The application processes HMIS data through a visualization pipeline.

M3 CSV → Upload → Validate → Transform → Join → Visualize → Export

Input Data (M3 Output)

The Module 3 (M3) output from FASTR contains service utilization data with expected values.

Key Fields

Field Type Description
admin_area_2 string Province/State name
admin_area_3 string District name (optional)
indicator_common_id string Indicator code
year integer Calendar year
period_id integer YYYYMM format
count_sum numeric Actual service count
count_expect_sum numeric Expected service count

Processing Steps

1. Upload & Validation

# Detect admin level
detected_level <- if("admin_area_3" %in% names(data)) "3" else "2"
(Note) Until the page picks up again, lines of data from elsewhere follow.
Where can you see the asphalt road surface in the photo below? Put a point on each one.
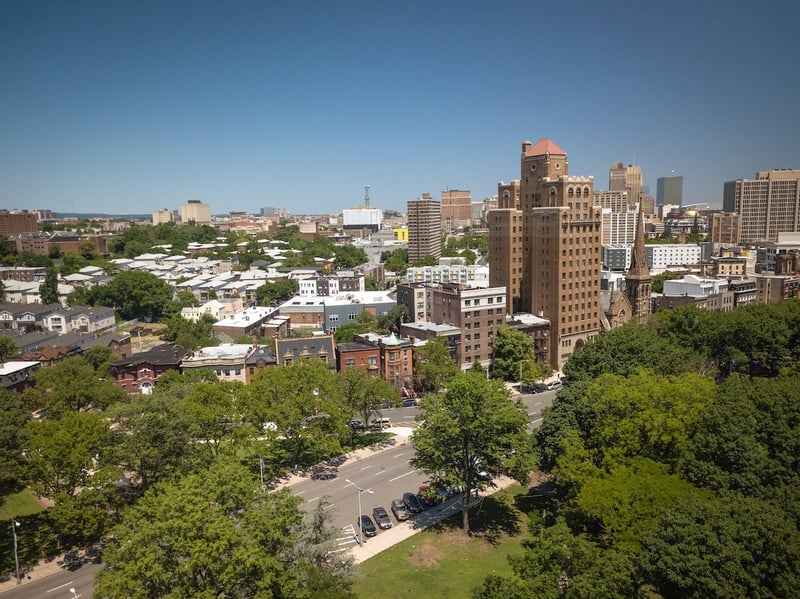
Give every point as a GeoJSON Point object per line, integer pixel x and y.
{"type": "Point", "coordinates": [57, 586]}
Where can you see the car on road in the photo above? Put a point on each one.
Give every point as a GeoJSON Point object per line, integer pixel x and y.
{"type": "Point", "coordinates": [357, 424]}
{"type": "Point", "coordinates": [381, 518]}
{"type": "Point", "coordinates": [399, 510]}
{"type": "Point", "coordinates": [380, 423]}
{"type": "Point", "coordinates": [367, 526]}
{"type": "Point", "coordinates": [412, 503]}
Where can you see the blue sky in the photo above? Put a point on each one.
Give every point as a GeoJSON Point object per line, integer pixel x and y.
{"type": "Point", "coordinates": [126, 107]}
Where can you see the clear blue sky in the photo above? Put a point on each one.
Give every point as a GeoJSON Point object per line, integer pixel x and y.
{"type": "Point", "coordinates": [126, 107]}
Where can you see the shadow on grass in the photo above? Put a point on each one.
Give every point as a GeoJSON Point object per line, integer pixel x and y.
{"type": "Point", "coordinates": [490, 518]}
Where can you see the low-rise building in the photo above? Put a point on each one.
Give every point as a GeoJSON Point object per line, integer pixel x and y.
{"type": "Point", "coordinates": [139, 373]}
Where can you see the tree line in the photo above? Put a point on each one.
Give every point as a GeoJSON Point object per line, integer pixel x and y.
{"type": "Point", "coordinates": [673, 460]}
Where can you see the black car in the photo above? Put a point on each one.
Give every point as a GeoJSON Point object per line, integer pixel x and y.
{"type": "Point", "coordinates": [399, 509]}
{"type": "Point", "coordinates": [412, 503]}
{"type": "Point", "coordinates": [381, 518]}
{"type": "Point", "coordinates": [367, 526]}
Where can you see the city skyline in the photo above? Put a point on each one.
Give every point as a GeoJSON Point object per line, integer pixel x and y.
{"type": "Point", "coordinates": [121, 108]}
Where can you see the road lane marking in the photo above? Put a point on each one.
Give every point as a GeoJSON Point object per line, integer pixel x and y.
{"type": "Point", "coordinates": [391, 480]}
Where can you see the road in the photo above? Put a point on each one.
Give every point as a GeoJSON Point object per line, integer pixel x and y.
{"type": "Point", "coordinates": [58, 585]}
{"type": "Point", "coordinates": [387, 474]}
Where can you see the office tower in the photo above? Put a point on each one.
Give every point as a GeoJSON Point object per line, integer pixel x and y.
{"type": "Point", "coordinates": [194, 212]}
{"type": "Point", "coordinates": [456, 209]}
{"type": "Point", "coordinates": [669, 190]}
{"type": "Point", "coordinates": [164, 215]}
{"type": "Point", "coordinates": [508, 195]}
{"type": "Point", "coordinates": [424, 228]}
{"type": "Point", "coordinates": [626, 178]}
{"type": "Point", "coordinates": [561, 248]}
{"type": "Point", "coordinates": [725, 228]}
{"type": "Point", "coordinates": [18, 221]}
{"type": "Point", "coordinates": [505, 253]}
{"type": "Point", "coordinates": [766, 205]}
{"type": "Point", "coordinates": [638, 282]}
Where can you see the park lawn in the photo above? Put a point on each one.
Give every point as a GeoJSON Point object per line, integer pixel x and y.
{"type": "Point", "coordinates": [22, 503]}
{"type": "Point", "coordinates": [441, 561]}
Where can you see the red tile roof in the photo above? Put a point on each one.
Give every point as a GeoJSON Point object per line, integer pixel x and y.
{"type": "Point", "coordinates": [545, 146]}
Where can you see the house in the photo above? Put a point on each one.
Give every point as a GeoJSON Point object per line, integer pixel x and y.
{"type": "Point", "coordinates": [138, 374]}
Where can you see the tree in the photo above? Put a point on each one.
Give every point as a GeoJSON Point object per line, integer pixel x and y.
{"type": "Point", "coordinates": [14, 414]}
{"type": "Point", "coordinates": [152, 436]}
{"type": "Point", "coordinates": [364, 393]}
{"type": "Point", "coordinates": [135, 294]}
{"type": "Point", "coordinates": [72, 384]}
{"type": "Point", "coordinates": [8, 348]}
{"type": "Point", "coordinates": [731, 547]}
{"type": "Point", "coordinates": [209, 535]}
{"type": "Point", "coordinates": [62, 455]}
{"type": "Point", "coordinates": [470, 434]}
{"type": "Point", "coordinates": [513, 357]}
{"type": "Point", "coordinates": [48, 290]}
{"type": "Point", "coordinates": [304, 401]}
{"type": "Point", "coordinates": [433, 364]}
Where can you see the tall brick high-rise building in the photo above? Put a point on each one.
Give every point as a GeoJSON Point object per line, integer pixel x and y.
{"type": "Point", "coordinates": [561, 248]}
{"type": "Point", "coordinates": [424, 228]}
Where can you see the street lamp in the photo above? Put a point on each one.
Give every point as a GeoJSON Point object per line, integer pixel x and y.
{"type": "Point", "coordinates": [360, 491]}
{"type": "Point", "coordinates": [521, 362]}
{"type": "Point", "coordinates": [14, 525]}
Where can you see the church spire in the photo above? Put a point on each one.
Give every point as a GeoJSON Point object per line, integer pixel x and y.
{"type": "Point", "coordinates": [638, 282]}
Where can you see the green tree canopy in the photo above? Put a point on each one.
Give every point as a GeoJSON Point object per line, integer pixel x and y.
{"type": "Point", "coordinates": [470, 434]}
{"type": "Point", "coordinates": [135, 294]}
# Validate required columns
required_cols <- c("indicator_common_id", "year", "count_sum", "count_expect_sum")

2. Aggregation

Data is aggregated by admin area and indicator:

summary_data <- data %>%
  group_by(admin_area, indicator_common_id) %>%
  summarise(
    total_actual = sum(count_sum, na.rm = TRUE),
    total_expected = sum(count_expect_sum, na.rm = TRUE)
  )

3. Percent Change Calculation

percent_change = (total_actual - total_expected) / total_expected * 100

4. Geographic Join

Data is joined to GeoJSON boundaries by admin area name:

map_data <- geo_data %>%
  left_join(summary_data, by = c("name" = "admin_area"))

5. Name Cleaning

Area names are cleaned for display:

# Remove prefixes: "nu ", "su ", etc.
name <- gsub("^[a-z]{2,3} ", "", name)

# Remove suffixes: " Province", " Region", etc.
name <- gsub(" Province$", "", name, ignore.case = TRUE)

Geographic Boundaries

GeoJSON Files

Located in data/geojson/:

  • cameroon_backbone.geojson
  • drc_backbone.geojson
  • ethiopia_backbone.geojson
  • ... (one per country)

Structure

{
  "type": "FeatureCollection",
  "features": [
    {
      "type": "Feature",
      "properties": {
        "name": "Nord Ubangi",
        "level": "2"
      },
      "geometry": { ... }
    }
  ]
}

Performance Notes

  • GeoJSON files range from 1-26 MB
  • Files are stored with Git LFS
  • Boundaries are loaded once per country selection